Relative Density Gauge Set is supplied with Analog displacement dial gauge (50 x 0.01 mm division, 0-100 scale) with holder and Metal calibration bar.

Relative Density Pouring Funnel Set is required for loose placement of 9.5mm and finer granular soils in the Mould Set. The Funnel Set includes two Ø152 x 305 mm metal cylinders, each with funnel and 152 mm long delivery spout attached to one end. Spouts are 25.4 mm and Ø 12.7mm. The pouring devices are mandatory according to ASTM D4253 and should be ordered separately.

Balloon Density Apparatus

Balloon Density Apparatus is used to determine the in-situ density of compacted or firmly bonded soils.
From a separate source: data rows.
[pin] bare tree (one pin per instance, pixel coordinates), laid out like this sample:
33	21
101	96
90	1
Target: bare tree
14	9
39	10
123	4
The HR-S7700 consists of a graduated cylinder 1596 ml capacity, housed inside an aluminium guard, a reversible rubber aspirator pump and a density plate 9” square. The principle of operation is similar to the sand replacement but the hole is filled by a rubber balloon where water is pumped. The amount of water can be easily determined by the graduation of the cylinder. Rubber balloons should be ordered separately.

The HR-S7705 is 3000 ml capacity. A metal cylinder is filled with water which is then pumped into a rubber membrane mounted on the base of the cylinder. The water pressure is controlled by a pressure gauge and the volume of the balloon is measured on the graduated piston stem. Rubber balloons should be ordered separately.

Standard Sand

Standard Sand for density tests has two alternatives;
  • passing 600 micronandretained on 300 micron.
  • passing No. 16 (1,18 mm) andretained on No.30 (600 mikron).

Sand Replacement Apparatus

Used to determine the in-situ density of fine grained compacted soil.

Complete set consists of Sand Pouring Cylinder, Metal Tray with Centre Hole and Calibration Container.

The Sand Pouring Cylinder with shutter made of cast aluminum and accurately machined, The Calibration Container and Metal Tray are made of plated sheet steel.

The test set is available in three different sizes.